CLASP
The Centre for Linguistic Theory and Studies in Probability

Is more better? Is better always better? Where’s the learning? The baffling case of computational thematic fit

Abstract:

Modeling thematic fit (a verb–argument compositional semantics task) currently requires a very large burden of labeled data, and yet the results are mediocre. How can we improve, given the limitations of the current text-based approach and evaluation datasets? Can we improve the (labeled) data? Can we learn from peeking into the model and the learned representation?

To examine the labeled data direction, we modify the training dataset. The training dataset used by the previous state-of-the-art is a linguistically machine-annotated large corpus, which, due to its size, consists of outputs from mediocre but fast taggers. We replace these annotation layers with output from higher-quality, more modern taggers. We compare the old and new corpus versions’ impact on verb–argument fit modeling tasks, using a high-performing neural approach similar to the previous state-of-the-art. We discover that higher annotation quality dramatically reduces our data requirement while demonstrating better supervised predicate-argument classification.

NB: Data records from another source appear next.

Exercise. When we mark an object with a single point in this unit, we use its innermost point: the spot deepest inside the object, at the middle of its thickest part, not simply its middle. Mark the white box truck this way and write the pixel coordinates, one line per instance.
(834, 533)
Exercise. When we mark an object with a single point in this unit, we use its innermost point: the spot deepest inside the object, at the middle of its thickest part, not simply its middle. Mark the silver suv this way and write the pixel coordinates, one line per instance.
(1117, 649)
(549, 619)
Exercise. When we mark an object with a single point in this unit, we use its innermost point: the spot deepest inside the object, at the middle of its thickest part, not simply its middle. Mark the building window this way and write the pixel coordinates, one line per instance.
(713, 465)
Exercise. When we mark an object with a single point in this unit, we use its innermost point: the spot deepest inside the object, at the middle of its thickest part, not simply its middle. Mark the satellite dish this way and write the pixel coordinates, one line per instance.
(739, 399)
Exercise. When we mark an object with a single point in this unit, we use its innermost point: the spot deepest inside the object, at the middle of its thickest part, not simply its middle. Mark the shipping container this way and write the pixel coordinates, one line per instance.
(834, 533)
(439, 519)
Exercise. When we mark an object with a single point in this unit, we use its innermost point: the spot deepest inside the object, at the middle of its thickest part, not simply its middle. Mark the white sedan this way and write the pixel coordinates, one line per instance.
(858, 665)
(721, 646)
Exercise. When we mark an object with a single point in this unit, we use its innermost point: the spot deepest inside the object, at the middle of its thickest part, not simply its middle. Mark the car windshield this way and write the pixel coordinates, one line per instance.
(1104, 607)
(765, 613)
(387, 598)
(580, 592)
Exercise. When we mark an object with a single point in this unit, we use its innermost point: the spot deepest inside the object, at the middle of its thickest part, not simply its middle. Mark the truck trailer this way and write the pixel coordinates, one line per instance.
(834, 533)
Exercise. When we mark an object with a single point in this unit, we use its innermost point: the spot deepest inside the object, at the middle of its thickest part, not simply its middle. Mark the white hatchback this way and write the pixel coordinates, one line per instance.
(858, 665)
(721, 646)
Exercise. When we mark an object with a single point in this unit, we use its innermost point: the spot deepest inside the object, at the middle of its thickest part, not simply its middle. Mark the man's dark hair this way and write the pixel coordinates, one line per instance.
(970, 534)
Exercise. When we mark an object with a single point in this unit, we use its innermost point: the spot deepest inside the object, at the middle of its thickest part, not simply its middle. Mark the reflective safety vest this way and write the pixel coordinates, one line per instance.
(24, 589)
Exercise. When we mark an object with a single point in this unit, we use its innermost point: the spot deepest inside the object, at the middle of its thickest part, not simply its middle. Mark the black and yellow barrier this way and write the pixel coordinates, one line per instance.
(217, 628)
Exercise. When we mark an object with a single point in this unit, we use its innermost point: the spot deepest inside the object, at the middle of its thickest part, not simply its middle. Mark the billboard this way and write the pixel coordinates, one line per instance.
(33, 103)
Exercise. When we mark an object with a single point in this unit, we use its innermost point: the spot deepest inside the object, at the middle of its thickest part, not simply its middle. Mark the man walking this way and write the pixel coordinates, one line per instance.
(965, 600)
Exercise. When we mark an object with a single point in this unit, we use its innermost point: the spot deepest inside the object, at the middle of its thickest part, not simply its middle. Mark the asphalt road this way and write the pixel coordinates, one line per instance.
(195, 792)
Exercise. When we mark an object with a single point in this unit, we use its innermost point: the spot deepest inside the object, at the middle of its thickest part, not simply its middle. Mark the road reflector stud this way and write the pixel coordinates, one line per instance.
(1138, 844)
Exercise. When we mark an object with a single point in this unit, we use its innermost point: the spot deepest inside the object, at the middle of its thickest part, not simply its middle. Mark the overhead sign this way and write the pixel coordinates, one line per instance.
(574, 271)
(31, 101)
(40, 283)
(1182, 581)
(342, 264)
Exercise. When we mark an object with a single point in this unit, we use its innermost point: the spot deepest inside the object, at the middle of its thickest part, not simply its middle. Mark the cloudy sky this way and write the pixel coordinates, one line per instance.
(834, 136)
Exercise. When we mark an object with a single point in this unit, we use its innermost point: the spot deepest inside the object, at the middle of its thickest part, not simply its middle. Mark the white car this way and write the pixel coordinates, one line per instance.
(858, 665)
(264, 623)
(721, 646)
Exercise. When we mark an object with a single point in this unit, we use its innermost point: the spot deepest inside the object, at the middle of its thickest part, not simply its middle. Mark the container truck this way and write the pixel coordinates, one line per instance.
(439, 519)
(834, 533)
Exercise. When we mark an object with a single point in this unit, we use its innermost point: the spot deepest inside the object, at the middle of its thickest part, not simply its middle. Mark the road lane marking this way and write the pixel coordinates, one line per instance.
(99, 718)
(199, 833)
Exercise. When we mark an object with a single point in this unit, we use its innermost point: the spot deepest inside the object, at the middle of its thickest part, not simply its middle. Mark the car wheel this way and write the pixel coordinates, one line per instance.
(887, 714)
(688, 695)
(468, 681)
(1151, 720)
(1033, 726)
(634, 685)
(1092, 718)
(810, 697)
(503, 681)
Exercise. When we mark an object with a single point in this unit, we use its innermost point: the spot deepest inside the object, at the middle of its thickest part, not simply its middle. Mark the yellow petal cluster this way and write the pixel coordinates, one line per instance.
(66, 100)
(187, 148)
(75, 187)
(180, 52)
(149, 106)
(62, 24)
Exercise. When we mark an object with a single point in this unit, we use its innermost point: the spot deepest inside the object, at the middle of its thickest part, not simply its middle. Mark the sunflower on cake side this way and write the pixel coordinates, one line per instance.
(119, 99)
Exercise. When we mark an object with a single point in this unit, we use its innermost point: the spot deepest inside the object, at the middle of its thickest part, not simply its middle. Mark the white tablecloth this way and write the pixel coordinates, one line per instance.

But in applying the model to psycholinguistic tasks (thematic fit) outside the training objective, we see clear gains at scale, but only in one of two thematic fit estimation tasks, and no clear gains on the other. We also see that quality improves with training size, but perhaps plateauing or even declining in one task. Baffling. No less baffling is that random word embeddings perform as well as pre-trained embeddings. Why? We explore what settings allow for this and examine where most of the learning is encoded: the word embeddings, the semantic role embeddings, or “the network” (model). We find nuanced answers, depending on the task and its relation to the training objective. We replicate previous studies while modifying certain role representation details, and set a new state-of-the-art in event modeling, using a fraction of the data. We also make the new corpus version public.

And leave you baffled.

Bio:

Yuval Marton, PhD, is a computational linguist and artificial intelligence (AI) expert, active in both the industry (IBM, Microsoft, and most recently in the finance industry: Morgan Stanley and Bloomberg) and academia (affiliate professor at University of Washington; industry mentor at Columbia University, UCSC and UMass). Dr. Marton’s experience spans lexical semantics, paraphrasing, semantic role labeling, parsing, statistical machine translation, information retrieval (search engine result ranking, “big data”), and dialog systems (a.k.a. personal digital assistants or chatbots). He has been particularly interested in adapting machine learning (including deep learning) methods for natural language processing and understanding (NLP/NLU) – and using linguistically informed design to make such methods more effective and informative. More recently he has been interested also in technical mentoring for best practices in data science, and in increasing awareness to various forms of bias in NLP/AI, and how to develop and use these disruptive technologies ethically, given their substantial potential social impact for good or bad. Dr. Marton co-organized several NLP workshops, mostly in top-tier conferences such as ACL; served as the publication chair of several NLP conferences (EMNLP and *SEM); and delivered a tutorial session: “On-Demand Distributional Paraphrasing” at the NAACL-HLT conference. He received his Ph.D. in Linguistics from University of Maryland in 2009, concentrating on computational linguistics, with a Neuroscience and Cognitive Science (NACS) Program Certificate. He received his Masters in Computer Science from NYU/Poly in 2004.